Brexit worries for salmon exports
Lorry queues in Kent after Brexit could have “serious implications” for the Scottish salmon farming sector.
Tavish Scott, the new chief executive of the Scottish Salmon Producers Organisation (SSPO), said the carrier DFDS had done a “great job” of contingency planning but that worries remained: “We export hugely to France and the rest of the EU. It’s crucial that trade is seamless so a lorry park in Kent or delays on the other side of the Channel would have serious implications. Norway would be very happy to supply to the marketplace if Scotland can’t.
“Our product has to go at the right time because it’s perishable, so we need to get as much as possible out of the UK Government but we don’t know if there will be a deal or not so we don’t know how it will operate.
“So there’s big concern from farms and the workforce but more than that, it’s the longer term: what does this mean for trade and the ability to market this product to Europe and further afield?”
He was speaking at a Holyrood fringe event at the SNP conference, sponsored by the SSPO and also addressed by Fergus Ewing, cabinet secretary for the rural economy and connectivity.
Ewing said a no-deal Brexit would be “catastrophic” but was worried that even if there were a deal that non-tariff barriers could be catastrophic.
He also highlighted the implications of losing freedom of movement for the aquaculture sector. “In marine science, they are probably as international a cohort as you could meet.”
Commenting on the UK Government’s promises on excluding EU fishermen from British waters, he said: “I think those who said Johnny Foreigner is going to be excluded from our waters, it was always a foolish promise and at the end of this week we will see how foolish it was.”
The Scottish Government is seeking £62m from the UK Government as replacement funding for the cash it would have received from the EU’s European and Maritime Fisheries Fund. Ewing said: “There is talk of having a UK Shared Prosperity Fund but all we know is what it is going to be called.”
Scottish salmon is the UK’s biggest food export and was described by Ewing as “extremely important” to the economy.
He said: “I am hard pressed to think of any sector that has invested more [in recent years]. In aquaculture we have seen some of the biggest investment sustaining jobs in rural areas.”
He described salmon-farming as “the industry of the periphery, of the edge,” highlighting the role it plays in remote and rural communities in Shetland, the Hebrides and Skye, among other places, particularly in giving job chances to young people. He added: “These are places that are often associated with lack of opportunity.”
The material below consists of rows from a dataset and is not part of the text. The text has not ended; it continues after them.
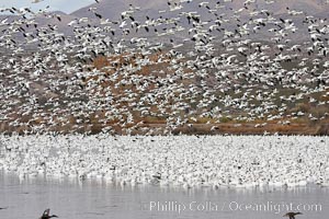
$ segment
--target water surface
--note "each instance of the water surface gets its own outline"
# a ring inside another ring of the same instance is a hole
[[[235,218],[274,219],[290,209],[300,219],[320,219],[329,215],[329,188],[173,188],[115,185],[103,180],[49,178],[20,180],[0,173],[0,218],[38,218],[50,214],[69,219],[148,219],[148,218]],[[317,206],[316,206],[317,205]]]

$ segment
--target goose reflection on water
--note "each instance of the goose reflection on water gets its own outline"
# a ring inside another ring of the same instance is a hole
[[[58,218],[58,216],[56,216],[56,215],[49,215],[49,212],[50,212],[50,209],[48,208],[48,209],[46,209],[45,211],[44,211],[44,214],[42,215],[42,217],[39,217],[39,219],[49,219],[49,218]]]

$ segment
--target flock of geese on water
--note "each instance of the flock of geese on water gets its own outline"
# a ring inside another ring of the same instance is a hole
[[[118,186],[329,186],[328,137],[0,136],[0,170]]]
[[[274,0],[232,3],[168,1],[154,14],[131,4],[113,20],[91,7],[71,21],[48,8],[0,9],[2,131],[152,135],[328,119],[328,19],[276,13]]]

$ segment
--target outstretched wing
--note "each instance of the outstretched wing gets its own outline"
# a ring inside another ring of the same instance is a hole
[[[50,211],[50,209],[48,208],[48,209],[46,209],[45,211],[44,211],[44,215],[43,216],[49,216],[49,211]]]

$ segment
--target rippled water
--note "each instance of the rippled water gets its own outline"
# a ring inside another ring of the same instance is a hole
[[[299,209],[304,215],[297,218],[320,219],[329,215],[328,195],[329,188],[318,186],[275,189],[131,187],[97,180],[30,177],[22,181],[13,174],[0,173],[0,207],[8,207],[0,210],[0,218],[36,219],[44,209],[50,208],[50,214],[69,219],[274,219],[287,211],[282,204],[293,205],[293,208],[303,204]]]

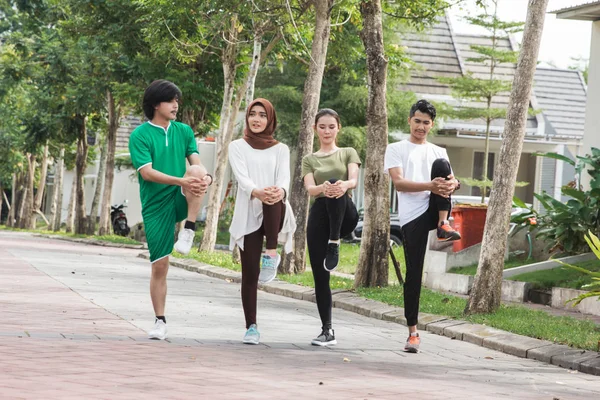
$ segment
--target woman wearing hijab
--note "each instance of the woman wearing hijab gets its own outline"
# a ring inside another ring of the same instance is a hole
[[[273,137],[277,116],[266,99],[246,110],[244,137],[229,145],[229,163],[238,182],[229,228],[230,248],[237,244],[242,260],[242,305],[246,317],[244,343],[258,344],[256,325],[258,282],[272,281],[281,261],[278,241],[292,251],[296,223],[286,195],[290,184],[290,150]],[[263,240],[266,250],[263,253]]]

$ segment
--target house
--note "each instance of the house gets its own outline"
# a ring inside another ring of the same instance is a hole
[[[584,6],[572,7],[557,12],[559,18],[590,19],[593,18],[592,60],[600,63],[600,1]],[[458,105],[452,97],[450,88],[440,83],[439,77],[459,77],[468,71],[476,76],[486,76],[486,68],[469,62],[473,55],[470,46],[473,44],[488,45],[489,38],[484,36],[463,35],[453,32],[450,18],[444,16],[429,31],[424,33],[406,33],[399,39],[406,46],[407,52],[415,61],[417,68],[411,69],[411,76],[397,90],[406,90],[434,102]],[[501,47],[517,49],[510,39],[500,40]],[[596,46],[594,50],[594,45]],[[512,81],[516,65],[504,64],[497,68],[497,77]],[[592,86],[594,85],[594,86]],[[534,88],[530,101],[531,115],[527,120],[527,132],[517,175],[518,181],[529,185],[516,188],[515,195],[527,203],[536,205],[533,193],[543,191],[561,199],[561,186],[574,179],[575,171],[570,165],[554,159],[537,157],[537,152],[556,152],[573,158],[585,155],[597,141],[594,129],[600,126],[600,113],[594,113],[594,106],[600,103],[600,75],[590,68],[589,103],[586,108],[586,85],[578,71],[538,67],[535,74]],[[494,107],[507,107],[509,93],[494,98]],[[474,104],[477,106],[477,104]],[[480,104],[479,106],[483,106]],[[584,114],[584,110],[585,114]],[[585,116],[585,118],[584,118]],[[117,134],[117,152],[127,152],[129,135],[142,120],[127,116],[123,119]],[[497,154],[500,151],[504,120],[492,123],[490,140],[490,165],[488,176],[492,176],[496,168]],[[447,149],[457,177],[480,177],[483,169],[483,147],[485,138],[485,122],[482,120],[438,120],[437,133],[430,141]],[[584,135],[585,132],[585,135]],[[396,132],[402,137],[402,132]],[[215,161],[214,143],[199,141],[199,150],[203,163],[211,170]],[[598,145],[597,145],[598,146]],[[598,146],[600,147],[600,146]],[[86,171],[86,200],[90,209],[94,190],[97,166],[91,165]],[[231,176],[230,171],[227,172]],[[141,205],[139,202],[138,184],[134,178],[135,171],[126,169],[115,171],[115,182],[112,203],[128,200],[126,210],[130,225],[141,221]],[[63,218],[69,202],[69,188],[73,171],[65,174]],[[359,185],[355,190],[354,201],[360,209],[363,207],[363,176],[360,174]],[[466,185],[457,192],[459,196],[477,196],[478,189]],[[458,196],[455,196],[458,197]],[[476,198],[476,197],[475,197]],[[208,196],[205,197],[205,202]],[[392,209],[396,209],[397,198],[390,186]],[[564,200],[564,199],[563,199]]]
[[[584,137],[582,140],[581,154],[588,154],[592,147],[600,148],[600,1],[592,1],[578,6],[567,7],[552,13],[559,19],[572,19],[579,21],[592,21],[592,40],[588,75],[588,97],[585,108]],[[565,32],[569,35],[569,32]],[[578,38],[573,37],[573,40]],[[583,174],[582,184],[589,187],[590,177]]]
[[[599,2],[600,3],[600,2]],[[439,77],[459,77],[472,72],[476,77],[487,77],[489,70],[481,64],[468,61],[476,56],[471,45],[490,45],[484,36],[463,35],[453,32],[448,16],[424,33],[408,33],[400,39],[407,52],[416,62],[410,79],[398,90],[416,93],[419,97],[449,105],[461,105],[452,97],[450,88],[438,81]],[[517,50],[511,38],[501,39],[499,47]],[[497,79],[513,80],[515,64],[501,64],[496,69]],[[494,97],[492,107],[506,108],[509,93]],[[527,132],[517,175],[518,181],[529,182],[528,186],[516,188],[515,195],[527,203],[536,201],[534,192],[548,192],[561,199],[561,186],[571,182],[575,171],[562,161],[537,157],[537,152],[556,152],[573,158],[583,155],[586,85],[578,71],[538,67],[535,73],[533,93],[530,101],[532,114],[527,120]],[[483,103],[469,106],[485,107]],[[534,111],[535,110],[535,111]],[[490,163],[488,176],[496,168],[497,155],[502,142],[504,119],[493,121],[490,134]],[[432,143],[443,146],[452,161],[457,177],[481,177],[485,139],[484,120],[440,120],[438,130],[430,138]],[[478,195],[478,188],[466,185],[458,195]]]

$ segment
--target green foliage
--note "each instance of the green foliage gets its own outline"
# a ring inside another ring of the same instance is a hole
[[[500,94],[510,92],[512,81],[499,78],[496,68],[502,64],[514,64],[518,59],[518,51],[505,50],[498,46],[498,42],[509,34],[519,32],[523,29],[523,23],[504,22],[497,16],[497,0],[492,0],[493,12],[487,9],[487,3],[481,2],[484,12],[476,16],[465,17],[472,25],[486,29],[490,36],[490,45],[471,45],[470,49],[477,56],[466,59],[468,62],[478,63],[486,68],[485,73],[478,75],[467,72],[460,77],[441,77],[438,80],[450,86],[452,95],[459,100],[460,106],[451,113],[451,117],[462,120],[481,119],[485,122],[485,151],[484,165],[481,180],[472,180],[470,186],[480,187],[481,202],[484,202],[487,188],[491,187],[491,181],[487,177],[487,164],[489,154],[490,125],[492,121],[506,116],[505,108],[493,107],[494,98]],[[483,103],[485,106],[475,106],[473,103]],[[475,177],[479,178],[479,177]],[[464,180],[464,179],[463,179]]]
[[[528,207],[529,213],[537,220],[537,237],[548,242],[550,251],[583,253],[588,248],[586,234],[592,232],[597,235],[600,227],[600,150],[592,148],[592,154],[578,156],[576,161],[556,153],[537,155],[575,165],[578,175],[578,179],[561,188],[562,194],[570,197],[565,203],[546,192],[534,193],[545,210],[540,213]],[[577,183],[581,181],[584,169],[591,176],[589,190],[583,190]]]
[[[363,297],[386,304],[404,306],[402,286],[360,288],[357,293]],[[550,340],[554,343],[563,343],[580,349],[594,351],[598,349],[600,331],[598,331],[594,321],[581,321],[572,317],[555,317],[544,311],[507,305],[500,306],[498,311],[493,314],[464,316],[465,305],[466,299],[423,288],[419,310],[450,318],[460,318],[519,335]]]
[[[588,231],[587,235],[585,236],[585,241],[590,246],[590,249],[596,256],[596,258],[600,260],[600,239],[598,239],[598,236],[594,235],[591,231]],[[600,268],[598,268],[598,265],[596,265],[596,270],[592,271],[591,269],[586,269],[581,266],[571,265],[561,261],[559,262],[565,265],[566,267],[588,275],[591,279],[590,283],[581,286],[581,289],[589,290],[589,292],[582,293],[579,296],[570,299],[569,301],[567,301],[567,303],[572,302],[574,307],[577,304],[581,303],[583,300],[592,297],[597,297],[597,300],[600,301]]]

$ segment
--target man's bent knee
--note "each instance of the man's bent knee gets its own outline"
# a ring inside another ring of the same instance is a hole
[[[190,165],[185,171],[185,175],[202,179],[206,175],[206,168],[203,165]]]
[[[169,257],[161,258],[152,263],[152,276],[162,278],[167,276],[169,270]]]

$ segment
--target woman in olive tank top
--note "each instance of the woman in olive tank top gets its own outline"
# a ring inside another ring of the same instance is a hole
[[[360,158],[353,148],[337,147],[341,127],[334,110],[320,110],[314,125],[319,151],[302,159],[304,186],[315,197],[308,215],[306,242],[323,324],[321,334],[312,340],[316,346],[337,343],[331,326],[330,271],[338,265],[340,238],[350,234],[358,223],[358,212],[348,191],[358,182]]]

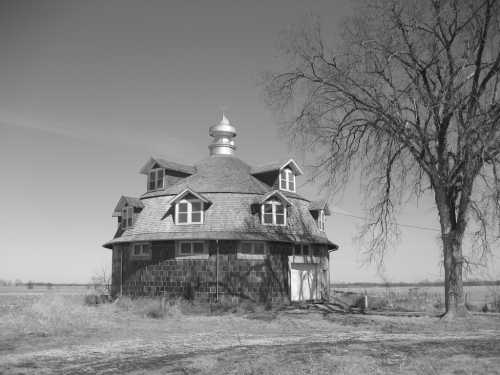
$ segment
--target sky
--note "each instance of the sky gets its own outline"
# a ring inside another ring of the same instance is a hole
[[[300,164],[260,77],[283,66],[283,31],[314,14],[335,39],[350,12],[347,0],[0,0],[0,279],[84,283],[109,268],[112,210],[145,191],[141,166],[151,155],[205,158],[222,110],[239,158]],[[306,197],[325,193],[301,183]],[[334,282],[442,278],[430,197],[401,212],[400,223],[427,229],[401,227],[382,271],[353,241],[361,201],[353,181],[330,202]],[[472,276],[500,279],[499,255]]]

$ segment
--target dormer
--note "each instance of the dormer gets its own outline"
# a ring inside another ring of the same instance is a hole
[[[174,223],[176,225],[203,224],[205,211],[211,204],[212,202],[203,195],[190,188],[184,189],[170,201]]]
[[[270,185],[273,189],[292,193],[295,193],[297,190],[295,177],[303,174],[293,159],[253,168],[251,173],[254,177]]]
[[[151,157],[141,168],[140,173],[147,176],[147,191],[163,190],[179,180],[195,173],[190,165],[174,163],[161,158]]]
[[[326,228],[326,216],[330,215],[330,207],[326,200],[313,201],[309,204],[309,212],[311,212],[318,229],[322,232]]]
[[[113,211],[113,217],[118,218],[118,224],[125,230],[134,225],[137,214],[144,208],[140,199],[122,196]]]
[[[279,190],[271,191],[259,201],[260,222],[264,225],[285,226],[288,210],[292,202]]]

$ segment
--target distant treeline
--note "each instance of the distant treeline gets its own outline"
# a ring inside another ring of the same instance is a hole
[[[425,286],[443,286],[442,281],[421,281],[418,283],[333,283],[335,288],[394,288],[394,287],[425,287]],[[500,280],[472,280],[464,281],[464,286],[483,286],[483,285],[500,285]]]

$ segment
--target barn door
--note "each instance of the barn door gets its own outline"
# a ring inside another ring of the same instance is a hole
[[[292,301],[319,299],[318,272],[317,264],[291,264],[290,290]]]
Scott added that the average salary in the sector was £37,000 and that it was important in the central belt of Scotland as well as in rural areas, highlighting the employment provided by the salmon distribution centre in Larkhall.
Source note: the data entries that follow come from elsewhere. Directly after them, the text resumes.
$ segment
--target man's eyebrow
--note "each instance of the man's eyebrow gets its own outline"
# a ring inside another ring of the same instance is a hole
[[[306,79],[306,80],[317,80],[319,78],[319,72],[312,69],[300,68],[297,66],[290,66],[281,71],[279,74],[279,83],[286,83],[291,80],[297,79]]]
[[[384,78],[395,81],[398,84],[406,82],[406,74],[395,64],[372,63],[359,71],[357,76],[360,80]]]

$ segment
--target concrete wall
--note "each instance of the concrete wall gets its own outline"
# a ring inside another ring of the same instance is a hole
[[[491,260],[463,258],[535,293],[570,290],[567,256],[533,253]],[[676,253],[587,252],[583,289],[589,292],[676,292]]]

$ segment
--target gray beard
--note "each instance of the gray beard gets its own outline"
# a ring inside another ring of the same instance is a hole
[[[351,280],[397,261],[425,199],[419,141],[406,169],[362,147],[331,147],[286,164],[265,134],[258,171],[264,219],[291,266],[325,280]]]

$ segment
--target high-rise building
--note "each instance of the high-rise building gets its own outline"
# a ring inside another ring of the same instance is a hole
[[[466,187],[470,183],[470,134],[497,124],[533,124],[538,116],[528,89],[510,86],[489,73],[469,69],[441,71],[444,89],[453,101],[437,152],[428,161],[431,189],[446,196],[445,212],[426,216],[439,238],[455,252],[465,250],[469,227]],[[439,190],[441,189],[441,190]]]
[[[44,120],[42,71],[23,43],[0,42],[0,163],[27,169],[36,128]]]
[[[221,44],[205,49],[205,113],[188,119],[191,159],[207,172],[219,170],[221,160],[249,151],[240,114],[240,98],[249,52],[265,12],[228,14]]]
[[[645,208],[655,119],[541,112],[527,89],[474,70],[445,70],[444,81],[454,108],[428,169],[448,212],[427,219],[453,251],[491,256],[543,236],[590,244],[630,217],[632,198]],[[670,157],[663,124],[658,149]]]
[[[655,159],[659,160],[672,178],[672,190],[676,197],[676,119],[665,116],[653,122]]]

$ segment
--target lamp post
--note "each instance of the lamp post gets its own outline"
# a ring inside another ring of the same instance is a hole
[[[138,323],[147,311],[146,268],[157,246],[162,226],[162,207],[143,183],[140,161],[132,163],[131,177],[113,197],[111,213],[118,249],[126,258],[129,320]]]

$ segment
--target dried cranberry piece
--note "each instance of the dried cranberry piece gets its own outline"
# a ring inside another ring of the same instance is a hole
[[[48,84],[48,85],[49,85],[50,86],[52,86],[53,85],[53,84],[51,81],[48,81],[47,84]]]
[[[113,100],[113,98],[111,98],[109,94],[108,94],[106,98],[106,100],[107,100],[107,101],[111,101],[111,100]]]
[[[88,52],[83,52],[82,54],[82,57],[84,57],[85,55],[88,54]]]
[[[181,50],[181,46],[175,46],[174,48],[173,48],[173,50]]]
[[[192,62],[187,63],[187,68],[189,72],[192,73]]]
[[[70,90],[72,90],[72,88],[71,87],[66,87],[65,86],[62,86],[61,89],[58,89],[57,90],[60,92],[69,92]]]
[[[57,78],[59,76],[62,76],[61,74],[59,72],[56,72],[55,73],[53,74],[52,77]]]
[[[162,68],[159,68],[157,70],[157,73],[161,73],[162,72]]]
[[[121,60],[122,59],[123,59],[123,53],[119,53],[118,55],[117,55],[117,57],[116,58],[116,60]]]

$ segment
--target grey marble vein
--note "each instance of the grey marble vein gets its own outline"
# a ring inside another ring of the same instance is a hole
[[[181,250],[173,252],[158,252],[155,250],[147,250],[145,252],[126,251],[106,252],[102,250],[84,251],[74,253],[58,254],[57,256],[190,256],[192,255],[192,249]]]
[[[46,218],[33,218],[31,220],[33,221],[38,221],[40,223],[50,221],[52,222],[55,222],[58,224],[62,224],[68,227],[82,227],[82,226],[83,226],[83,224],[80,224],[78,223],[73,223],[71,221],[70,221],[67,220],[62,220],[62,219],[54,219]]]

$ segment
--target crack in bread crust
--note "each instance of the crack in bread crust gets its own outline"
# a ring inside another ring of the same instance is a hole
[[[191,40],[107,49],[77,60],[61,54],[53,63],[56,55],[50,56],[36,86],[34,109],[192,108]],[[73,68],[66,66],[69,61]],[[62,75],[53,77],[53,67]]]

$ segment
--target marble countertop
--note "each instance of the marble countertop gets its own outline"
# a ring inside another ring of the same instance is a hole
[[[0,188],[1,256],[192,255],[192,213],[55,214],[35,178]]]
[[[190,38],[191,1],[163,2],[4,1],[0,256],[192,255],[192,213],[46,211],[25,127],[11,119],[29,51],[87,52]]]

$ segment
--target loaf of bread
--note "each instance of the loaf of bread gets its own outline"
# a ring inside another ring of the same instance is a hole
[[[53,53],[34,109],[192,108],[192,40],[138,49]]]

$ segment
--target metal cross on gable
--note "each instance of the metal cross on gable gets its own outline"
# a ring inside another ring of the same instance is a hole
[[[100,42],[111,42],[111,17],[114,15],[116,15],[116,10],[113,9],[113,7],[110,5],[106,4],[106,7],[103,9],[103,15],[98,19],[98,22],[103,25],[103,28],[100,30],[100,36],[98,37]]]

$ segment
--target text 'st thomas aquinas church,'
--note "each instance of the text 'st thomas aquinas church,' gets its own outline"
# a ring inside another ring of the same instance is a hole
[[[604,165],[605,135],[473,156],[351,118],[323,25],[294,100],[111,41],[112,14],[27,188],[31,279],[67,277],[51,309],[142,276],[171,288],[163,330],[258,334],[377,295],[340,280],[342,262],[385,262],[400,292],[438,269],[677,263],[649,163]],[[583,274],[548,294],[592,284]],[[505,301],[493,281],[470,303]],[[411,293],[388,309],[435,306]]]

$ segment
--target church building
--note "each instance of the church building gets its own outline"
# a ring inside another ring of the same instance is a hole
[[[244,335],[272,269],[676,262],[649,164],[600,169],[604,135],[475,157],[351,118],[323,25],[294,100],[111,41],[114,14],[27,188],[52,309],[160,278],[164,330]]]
However, the sector has faced persistent controversy in recent years over issues such as fish mortality and sea lice. In 2018, the rural economy and connectivity committee of the Scottish Parliament published a raft of recommendations and requirements for salmon farming.
Scott said that it had done work to address those issues since, the latest phase of which is publication of its Sustainability Charter, aimed at making the sector net zero by 2045. As for criticism of salmon farming, he drew a distinction between what he called “proper discussion” of the issues and the criticisms of those who were “implacably opposed to our sector, adding: “We must confront the arguments where they lack fact.”
Ewing said it was important to listen to “informed criticism”. Listing Scottish Government action, he said the Scottish Government was tightening up regulation about sea lice, tightening up regulation about wrasse, banning the shooting of seals as from February 1 and carrying out research on the impact of acoustic deterrents.
He noted that Norway had eight times the tonnage of salmon as Scotland wanted to quadruple it. “In Norway they are talking about fish as the new oil.
“We want to be at the sharp end of innovation but also the high end of environmental standards.”